Le nuove autorità del Sudan proseguono il cammino verso le riforme nel campo dei diritti umani. Dopo la messa al bando della mutilazioni dei genitali femminili, l’11 luglio il Ministro della Giustizia sudanese Nasredeen Abdulbari ha annunciato un ampio pacchetto di modifiche legislative.
Intanto, è stata annunciata la revoca del divieto di bere alcool per i non musulmani: un annuncio salutato con favore dagli etilisti atei, agnostici o di altre fedi residenti in Sudan o intenzionati a visitare il paese.
Ma non è questa la buona notizia che volevo darvi.
Quella importante riguarda l’abolizione della condanna a morte, prevista dall’articolo 126 del codice penale del 1991, per i colpevoli del reato di apostasia, ossia di conversione dall’Islam a un’altra religione.

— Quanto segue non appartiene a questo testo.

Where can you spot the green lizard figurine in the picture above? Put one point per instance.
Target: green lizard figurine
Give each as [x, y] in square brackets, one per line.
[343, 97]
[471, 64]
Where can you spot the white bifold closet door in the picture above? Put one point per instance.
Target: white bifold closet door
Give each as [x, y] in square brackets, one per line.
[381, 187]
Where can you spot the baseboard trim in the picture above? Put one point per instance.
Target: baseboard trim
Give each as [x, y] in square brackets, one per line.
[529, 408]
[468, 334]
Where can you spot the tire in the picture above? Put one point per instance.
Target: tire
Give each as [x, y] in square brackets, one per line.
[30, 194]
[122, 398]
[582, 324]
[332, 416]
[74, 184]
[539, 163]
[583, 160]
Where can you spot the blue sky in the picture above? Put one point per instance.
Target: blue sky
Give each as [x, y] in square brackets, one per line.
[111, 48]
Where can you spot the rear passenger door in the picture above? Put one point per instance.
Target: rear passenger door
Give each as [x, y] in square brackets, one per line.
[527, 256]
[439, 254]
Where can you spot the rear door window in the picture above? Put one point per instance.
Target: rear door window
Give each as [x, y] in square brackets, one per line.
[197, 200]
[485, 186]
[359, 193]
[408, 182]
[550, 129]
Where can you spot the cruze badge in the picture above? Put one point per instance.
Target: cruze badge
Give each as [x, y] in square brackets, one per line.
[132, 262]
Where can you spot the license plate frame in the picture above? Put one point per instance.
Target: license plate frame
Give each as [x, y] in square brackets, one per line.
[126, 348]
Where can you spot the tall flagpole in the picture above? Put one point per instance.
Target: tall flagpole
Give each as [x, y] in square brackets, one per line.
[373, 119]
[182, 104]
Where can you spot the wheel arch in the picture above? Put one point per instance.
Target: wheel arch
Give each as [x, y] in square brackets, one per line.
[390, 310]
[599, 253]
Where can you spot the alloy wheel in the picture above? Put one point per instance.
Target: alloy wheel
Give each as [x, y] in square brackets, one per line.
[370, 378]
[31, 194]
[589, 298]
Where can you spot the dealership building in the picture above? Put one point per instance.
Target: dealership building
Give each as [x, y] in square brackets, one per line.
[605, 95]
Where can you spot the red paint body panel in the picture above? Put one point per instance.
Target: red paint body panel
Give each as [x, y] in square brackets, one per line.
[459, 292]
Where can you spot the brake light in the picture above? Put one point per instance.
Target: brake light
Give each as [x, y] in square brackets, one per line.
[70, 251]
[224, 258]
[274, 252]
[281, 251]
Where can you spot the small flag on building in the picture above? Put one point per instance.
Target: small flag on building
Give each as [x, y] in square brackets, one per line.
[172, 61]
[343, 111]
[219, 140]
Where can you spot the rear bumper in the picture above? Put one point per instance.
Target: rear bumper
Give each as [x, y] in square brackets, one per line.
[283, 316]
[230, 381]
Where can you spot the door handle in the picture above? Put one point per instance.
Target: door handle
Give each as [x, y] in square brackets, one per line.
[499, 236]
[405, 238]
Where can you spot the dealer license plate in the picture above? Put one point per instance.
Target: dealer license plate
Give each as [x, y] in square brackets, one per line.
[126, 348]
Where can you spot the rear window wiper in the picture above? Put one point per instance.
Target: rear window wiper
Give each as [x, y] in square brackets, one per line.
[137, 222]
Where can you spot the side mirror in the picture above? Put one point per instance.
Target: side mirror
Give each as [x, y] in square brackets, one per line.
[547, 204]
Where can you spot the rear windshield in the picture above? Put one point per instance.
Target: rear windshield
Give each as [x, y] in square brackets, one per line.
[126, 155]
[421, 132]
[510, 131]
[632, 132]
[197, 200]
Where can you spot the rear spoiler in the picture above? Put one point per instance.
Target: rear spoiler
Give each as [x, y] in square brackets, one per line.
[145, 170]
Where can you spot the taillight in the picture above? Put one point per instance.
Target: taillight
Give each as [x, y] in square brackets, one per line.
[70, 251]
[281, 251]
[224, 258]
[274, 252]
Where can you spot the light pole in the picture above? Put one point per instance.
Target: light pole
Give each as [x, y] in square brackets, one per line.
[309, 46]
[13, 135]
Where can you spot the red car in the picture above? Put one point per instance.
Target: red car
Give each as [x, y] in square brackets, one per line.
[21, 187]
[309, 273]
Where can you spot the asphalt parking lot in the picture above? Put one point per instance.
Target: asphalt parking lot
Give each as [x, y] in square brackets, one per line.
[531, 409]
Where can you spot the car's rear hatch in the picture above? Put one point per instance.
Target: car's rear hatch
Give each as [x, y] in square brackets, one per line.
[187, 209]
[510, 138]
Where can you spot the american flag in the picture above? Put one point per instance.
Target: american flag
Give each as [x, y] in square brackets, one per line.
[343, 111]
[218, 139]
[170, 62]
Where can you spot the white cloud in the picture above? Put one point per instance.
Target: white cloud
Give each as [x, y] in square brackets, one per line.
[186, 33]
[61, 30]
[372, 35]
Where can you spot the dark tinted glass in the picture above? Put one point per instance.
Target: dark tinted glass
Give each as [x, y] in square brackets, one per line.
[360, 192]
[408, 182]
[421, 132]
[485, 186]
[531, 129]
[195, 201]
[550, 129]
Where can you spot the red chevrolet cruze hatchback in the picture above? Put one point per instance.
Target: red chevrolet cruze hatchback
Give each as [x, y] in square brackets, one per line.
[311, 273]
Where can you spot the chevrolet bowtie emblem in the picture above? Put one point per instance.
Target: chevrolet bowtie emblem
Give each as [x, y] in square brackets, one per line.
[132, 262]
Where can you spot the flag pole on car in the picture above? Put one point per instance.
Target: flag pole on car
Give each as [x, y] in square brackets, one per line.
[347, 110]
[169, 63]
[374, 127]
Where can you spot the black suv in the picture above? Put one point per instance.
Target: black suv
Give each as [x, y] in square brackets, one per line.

Quella condanna l’aveva recentemente rischiata Meriam Yehya Ibrahim Ishag (nella foto), una donna incinta condannata all’impiccagione nel 2014 perché aveva sposato un cristiano e che si salvò la vita grazie a una mobilitazione mondiale, con l’Italia in prima fila.
Il ministro Abdulbari ha poi annunciato lo studio di una serie di provvedimenti per porre fine alla discriminazione nei confronti delle donne.